Physics - The speed of sound
The speed of sound
A day spent at an athletics carnival provides strong evidence that sound
takes a finite time to travel a set distance. If you were at the end of a
100 metre track you would see the smoke emerge from the starter's pistol
before you heard the familiar 'bang'. This is evidence that although light
travels quickly to your eyes, the speed of sound is somewhat slower. Since
the seventeenth century we have known that the speed of sound in air is
roughly 340 metres per second, depending upon the temperature of the air.
The speed at which a particular medium can conduct sound is determined by
how quickly the molecules of the medium can pass on the vibrations.
It therefore makes sense that sound travels fastest in solids, slightly
slower in liquids and slower again in gases. Solids allow a faster rate of
transfer of the vibrations due to the proximity of the molecules. You
should familiarise yourself with some typical speeds of sound. In metals
the speed of sound is above 3000 metres per second. In water the speed of
sound is around 1400 to 1500 metres per second. In air at 20 Celsius the
speed of sound is 340 metres per second .

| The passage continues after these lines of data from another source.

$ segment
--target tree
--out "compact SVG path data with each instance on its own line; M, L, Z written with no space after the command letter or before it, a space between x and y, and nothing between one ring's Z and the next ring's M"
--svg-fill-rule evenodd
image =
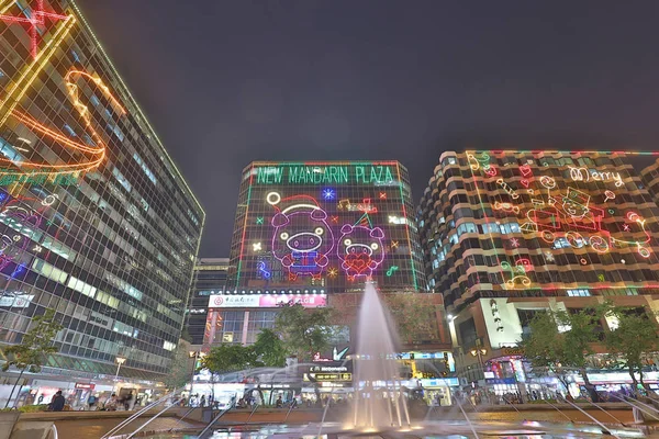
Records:
M8 361L2 364L2 371L7 372L12 365L21 371L4 404L4 408L9 406L14 389L23 378L23 373L25 371L40 372L46 357L59 350L59 348L53 346L53 340L62 328L63 326L55 322L55 309L47 308L43 315L32 319L32 328L23 336L20 345L3 349Z
M646 313L637 314L630 308L612 308L611 315L617 318L617 327L606 336L606 348L611 354L622 360L629 371L634 392L638 389L636 373L643 381L643 365L646 357L659 349L657 325L650 322Z
M261 329L256 337L254 350L258 360L269 368L283 368L288 352L281 338L272 329Z
M237 372L258 365L254 347L222 344L201 359L201 369L211 374Z
M412 342L423 337L437 338L435 306L431 294L398 293L384 296L402 340Z
M167 387L179 389L190 381L192 368L194 368L194 365L191 364L194 360L190 359L190 344L181 338L174 352L171 364L169 365L169 373L163 380Z
M275 319L275 331L283 347L302 362L311 361L314 353L327 350L333 338L331 307L306 309L300 304L282 306Z
M597 317L601 309L595 308L537 313L529 324L530 335L520 342L532 365L554 372L566 390L567 373L578 372L594 402L599 402L599 396L588 379L585 365L593 353L592 344L597 341Z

The table below shows the speed of sound in a range of different
substances. Remember that these values do not refer to the speed at which
the molecules are moving. The molecules merely vibrate around a mean
position. The speed of sound refers to the speed at which the vibrations
are transferred. Note that the speed of sound is not at all affected by the
frequency of the soundwave. It is purely a property of the medium itself.